Это сегодня мне приходится об этом думать, когда мой коллега, философ и историк Д.Е.Фурман пишет с непонятным злорадством в престижном академическом журнале, что “хотя русские ограбили немцев в результате войны, хотя они выбросили немцев Поволжья умирать в казахстанской степи, все равно немецкий крестьянин жил, живет и будет жить лучше русского”. И думаю я об этих словах потому, что этот профессор — не дешевый идеолог, продавший свое перо очередной власти, а типичный интеллектуал и себя уважает. Я даже могу понять его антирусский пафос — поддался (быть может, бессознательно) идеологической конъюнктуре. Я поражаюсь инверсии критериев. Ведь когда он говорит “жить лучше”, он сравнивает лишь то, что у русского и немца в тарелке. Вот если бы я знал, что немецкий крестьянин во время войны привез из города два пряника и отдал один своему сыну, а другой русскому или украинскому мальчику (а около миллиона советских мальчиков и девочек фашисты вывезли во время войны для работы у немецких крестьян) — и это было нормой, — тогда бы я сказал, что немец и мой старик-хозяин живут в одном измерении, и их жизнь можно сравнивать по другим показателям. А без этого — понятия лучше или хуже не имеют смысла. Раньше человеку, претендующему на звание интеллигента, это было очевидно.

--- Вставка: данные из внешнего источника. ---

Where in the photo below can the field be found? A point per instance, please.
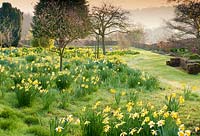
(105, 93)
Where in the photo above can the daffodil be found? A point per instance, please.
(106, 128)
(132, 131)
(154, 132)
(181, 100)
(59, 129)
(160, 123)
(107, 109)
(87, 123)
(151, 124)
(123, 134)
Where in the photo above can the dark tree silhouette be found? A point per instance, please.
(64, 21)
(108, 19)
(187, 20)
(10, 24)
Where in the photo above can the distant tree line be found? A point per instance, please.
(10, 25)
(187, 19)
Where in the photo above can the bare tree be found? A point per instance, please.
(6, 32)
(187, 20)
(106, 20)
(62, 23)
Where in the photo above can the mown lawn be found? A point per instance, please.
(172, 79)
(33, 120)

Быть может, это счастливая особенность детства, но когда я вспоминаю эвакуацию и послевоенные годы, меня охватывает ощущение надежности человеческого братства. Люди, с которыми я, ребенок, сталкивался, были для меня родными и делали все, чтобы меня обогреть, порадовать, а нередко и спасти. И в круговороте войны это были люди множества национальностей, с самыми разными типами лица. Вот бреду я летом 1942 года по степи — мать на току, я поиграл с пшеницей и пошел путешествовать. Ушел далеко, ничего не видно кругом, и пришел к странному домику. В нем что-то стучит, работает машина. Открылось окошечко и показалось сморщенное лицо старухи-казашки. Посмотрела она на меня, потом исчезла, а потом опять выглянула в окошечко и протягивает мне вниз кусочек хлеба с маслом. Это была маслобойка, и все масло до грамма шло на фронт. В последний раз я ел масло до войны и не помнил его вкуса, а теперь попробовал его в “сознательном возрасте”. Ничего вкуснее не приходилось мне пробовать с тех пор.

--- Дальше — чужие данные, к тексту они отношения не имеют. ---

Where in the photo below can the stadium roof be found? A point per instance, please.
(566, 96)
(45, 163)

Мы не обмолвились со старухой ни словом, она вернулась к своей машине, а я пошел дальше. Но когда мне сегодня говорят, что Советский Союз взорван непримиримыми противоречиями национальных интересов, мне это смешно слышать.

Неправильно, конечно, было бы сказать, что я в то время, ребенком, чувствовал себя хозяином всей страны. Но, как я ни вспоминаю себя, эти слова были бы самыми правильными. Мне казалось, что я могу идти по СССР, как в степи под Михайловкой, всю жизнь, и везде будет мне дом, и все люди будут для меня, как хозяин нашей избы или та старуха-казашка на маслобойне. Такое было ощущение от встреч со всеми и каждым. Границы семьи по крови расширились до границ семьи-народа.

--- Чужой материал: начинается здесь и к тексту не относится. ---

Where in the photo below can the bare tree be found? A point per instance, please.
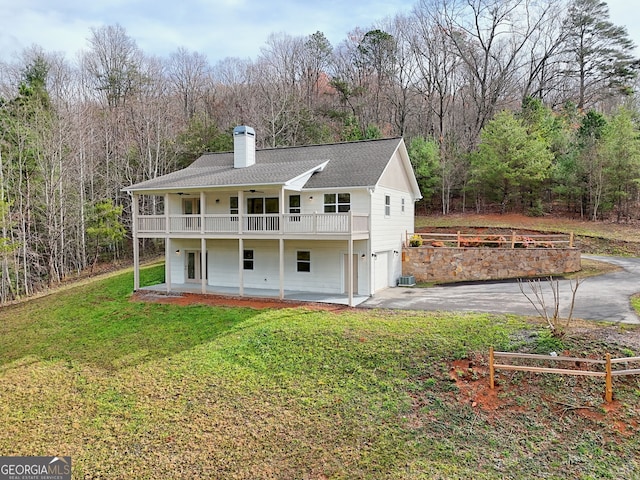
(189, 75)
(537, 299)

И это при том, что отношение к людям было суровое, скидки никто не ждал. Например, потерять карточки было настоящей трагедией. Помню, сестра, старше меня на три года, потеряла карточки на хлеб. Мать, придя с работы, до ночи бродила вместе с нами по всем дворам, где мы за день бегали, поднимала решетки у подвальных окон и спускалась вниз (в “приямники”), искала среди бумажного мусора. Глубокой ночью пришли домой полуживые, сестра сняла берет, а карточки оказались приколоты к волосам. Она сама изобрела, как их не потерять, приколола, надела берет и забыла.

Когда я стал постарше и стал задумываться, меня удивляло, как надежно было все устроено в государстве. Сейчас это кажется чудом, как будто мы были совсем другим народом. Все было скудно, на грани, но надежно. Карточки — значит карточки. Полагается тебе на месяц столько-то рыбы, пусть немного, — ты ее получишь. За месячной нормой мы ходили, уже в Москве, в 1944 г., далеко от дома, мать везла меня на санках. Когда не было рыбы, в магазине был чрезвычайный запас — красная икра. Шла, как рыба. И один раз в наш день не оказалось рыбы, и нам дали за нее целый бидон красной икры. Так что я в моей жизни поел икры.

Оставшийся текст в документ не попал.